JuridictionTribunal Administratif d'Orléans
SectionTribunal Administratif d'Orléans
N° DossierTA45-2600709
TypeOrdonnance
RecoursExcès de pouvoir
PublicationD
Avocat requérantJOSSEAUME

Résumé IA

Le Tribunal administratif d'Orléans, statuant en référé, rejette la demande de suspension de l'arrêté préfectoral ayant retiré le permis de conduire du requérant pour six mois. Le juge estime que la condition d'urgence, exigée par l'article L. 521-1 du code de justice administrative, n'est pas établie, les justificatifs produits se rapportant à une période antérieure à la décision contestée. La requête est donc rejetée en application de la procédure de l'article L. 522-3 du même code.

Texte intégral

Vu la procédure suivante :

Par une requête, enregistrée le 9 février 2026, M. B... A..., représenté par Me Josseaume, demande au juge des référés, sur le fondement de l’article L. 521-1 du code de justice administrative, de suspendre l’exécution de l’arrêté du 15 décembre 2025 par lequel le préfet de la Sarthe a suspendu son permis de conduire pour une durée de six mois.


Vu les autres pièces du dossier.

Vu le code de justice administrative.


Considérant ce qui suit :

1. M. A... a fait l’objet d’une mesure de rétention de son permis de conduire en application de l’article L. 224-1 du code de la route. Par un arrêté du 15 décembre 2025, le préfet de la Sarthe a prononcé la suspension dudit permis pour une durée de six mois. Par la présente requête, M. A... demande au juge des référés, sur le fondement de l’article L. 521-1 du code de justice administrative, de suspendre l’exécution de cet arrêté.

2. Aux termes de l’article L. 521-1 du code de justice administrative : « Quand une décision administrative, même de rejet, fait l’objet d’une requête en annulation ou en réformation, le juge des référés, saisi d’une demande en ce sens, peut ordonner la suspension de l’exécution de cette décision, ou de certains de ses effets, lorsque l’urgence le justifie et qu’il est fait état d’un moyen propre à créer, en l’état de l’instruction, un doute sérieux quant à la légalité de la décision. (…) » Aux termes de l’article R. 522-1 du même code : « La requête visant au prononcé de mesures d'urgence doit contenir l'exposé au moins sommaire des faits et moyens et justifier de l'urgence de l'affaire. (...) » L’article L. 522-3 dudit code dispose : « Lorsque la demande ne présente pas un caractère d’urgence ou lorsqu’il apparaît manifeste, au vu de la demande, que celle-ci ne relève pas de la compétence de la juridiction administrative, qu’elle est irrecevable ou qu’elle est mal fondée, le juge des référés peut la rejeter par une ordonnance motivée sans qu’il y ait lieu d’appliquer les deux premiers alinéas de l’article L. 522-1. »

3. Pour justifier de l’urgence à suspendre l’exécution de la décision contestée, M. A... soutient que la détention de son permis de conduire est indispensable « dans le cadre de [sa] situation professionnelle », alors qu’il est retraité, et qu’il doit accompagner son épouse « pour des rendez-vous médicaux ». Toutefois, les différentes pièces produites à cet égard concernent une hospitalisation de celle-ci le 3 novembre 2025, antérieure à l’arrêté. Dès lors, la condition d’urgence ne peut être regardée comme remplie. Par suite, la requête doit être rejetée selon la procédure prévue à l’article L. 522-3 du code de justice administrative.


O R D O N N E :


Article 1er : La requête de M. A... est rejetée.

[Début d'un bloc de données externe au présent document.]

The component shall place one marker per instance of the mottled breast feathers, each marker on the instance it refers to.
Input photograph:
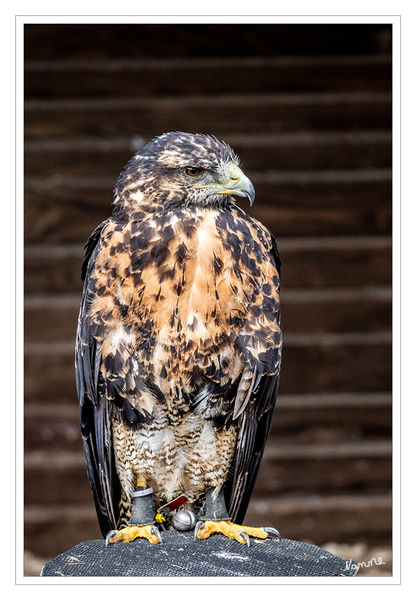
(179, 328)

Article 2 : La présente ordonnance sera notifiée à M. B... A....
Copie en sera adressée au préfet de la Sarthe.


Fait à Orléans, le 18 février 2026.

Le juge des référés,




J. BERTHET-FOUQUÉ

La République mande et ordonne au ministre de l’intérieur en ce qui le concerne ou à tous commissaires de justice à ce requis en ce qui concerne les voies de droit commun contre les parties privées, de pourvoir à l'exécution de la présente décision.